August 28, 2015
People have a tendency to confuse what is possible with what will happen. This appears to be a particular issue when we consider the effects of new technology. Hence the enduring talk of the death of the office, which technology makes possible but which people make impossible. One of the key areas of research that describes this tension is the work of Tom Allen at MIT. Allen made his name in 1984 with the publication of a book called Managing the Flow of Technology which first popularised the Allen Curve, a graph of his research findings which shows a powerful negative correlation between physical distance and the frequency of communication between colleagues. So precisely can this be defined, that Allen found that 50 metres marks a cut-off point for the regular exchange of certain types of technical information.
The book is based on research Allen and his colleagues carried out in the late 1970s with a group of engineers. They quickly determined that the distance between the engineers’ desks and offices had a direct and significant impact on the frequency of communication between them. We don’t need to be isolated to communicate less, just further apart.
But yes, some might say, things have changed since the 1970s and now technology has transformed the dynamics of relationships and made physical distance less relevant. It’s a point Allen himself addresses in his 2011 book The Organization and Architecture of Innovation co-authored with German architect Gunter Henn. The book explores how physical space, social networks, flows of information and organisational structure must be integrated to drive innovation. What it finds is that far from lessening in importance, the building is gaining a more prominent, if different role and that the physical distance between individuals is an essential element in the development of working relationships and the way ideas and information flow. Physical space is integral to innovation.
The book makes the following point based on its research: “Rather than finding that the probability of telephone communication increases with distances, as face to face probability decays, our data shows a decay in the use of all communication media with distance. We do not keep separate sets of people, some of which we communicate in one medium and some by another.

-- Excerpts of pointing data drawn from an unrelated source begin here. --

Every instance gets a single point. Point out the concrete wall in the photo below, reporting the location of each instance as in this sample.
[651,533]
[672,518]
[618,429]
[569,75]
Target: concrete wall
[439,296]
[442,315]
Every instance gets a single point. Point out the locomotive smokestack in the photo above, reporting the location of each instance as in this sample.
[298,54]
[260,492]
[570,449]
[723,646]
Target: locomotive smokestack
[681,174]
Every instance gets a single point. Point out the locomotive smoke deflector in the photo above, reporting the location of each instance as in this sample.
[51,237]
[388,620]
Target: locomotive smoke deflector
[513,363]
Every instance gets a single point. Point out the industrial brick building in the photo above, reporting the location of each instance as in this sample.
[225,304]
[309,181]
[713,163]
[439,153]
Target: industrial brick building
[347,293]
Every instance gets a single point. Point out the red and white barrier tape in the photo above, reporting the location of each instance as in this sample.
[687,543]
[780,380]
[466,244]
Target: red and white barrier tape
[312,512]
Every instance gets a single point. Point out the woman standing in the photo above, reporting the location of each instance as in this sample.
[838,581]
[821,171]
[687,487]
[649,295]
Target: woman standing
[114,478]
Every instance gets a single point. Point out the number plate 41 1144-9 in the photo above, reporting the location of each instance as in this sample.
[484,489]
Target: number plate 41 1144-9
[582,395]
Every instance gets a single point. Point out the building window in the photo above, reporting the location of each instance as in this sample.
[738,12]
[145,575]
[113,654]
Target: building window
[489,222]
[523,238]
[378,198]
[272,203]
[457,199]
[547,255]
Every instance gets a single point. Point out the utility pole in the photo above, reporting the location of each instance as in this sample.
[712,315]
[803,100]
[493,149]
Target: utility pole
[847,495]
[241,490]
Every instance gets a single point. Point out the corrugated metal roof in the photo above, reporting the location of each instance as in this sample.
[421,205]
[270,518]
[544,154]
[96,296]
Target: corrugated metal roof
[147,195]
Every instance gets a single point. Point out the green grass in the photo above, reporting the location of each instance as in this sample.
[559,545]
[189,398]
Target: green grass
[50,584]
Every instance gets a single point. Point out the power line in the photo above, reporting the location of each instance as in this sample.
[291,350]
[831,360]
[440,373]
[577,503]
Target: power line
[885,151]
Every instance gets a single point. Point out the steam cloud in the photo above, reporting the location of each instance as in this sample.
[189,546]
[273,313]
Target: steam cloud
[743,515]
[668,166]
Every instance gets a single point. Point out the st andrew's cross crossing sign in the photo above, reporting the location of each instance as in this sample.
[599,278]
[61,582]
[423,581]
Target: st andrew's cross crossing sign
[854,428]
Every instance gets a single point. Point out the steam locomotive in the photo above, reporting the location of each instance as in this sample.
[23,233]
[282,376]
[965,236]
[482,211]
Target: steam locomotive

The more often we see someone face to face, the more likely it is that we will telephone the person or communicate in some other medium.”
In other words, reports of the death of the office have been greatly exaggerated. This been said so often now that it has become a cliché in its own right but it always bears repeating, especially in a year in which the role of the office has been debated as never before following the decision by Yahoo to order homeworking employees back to the office.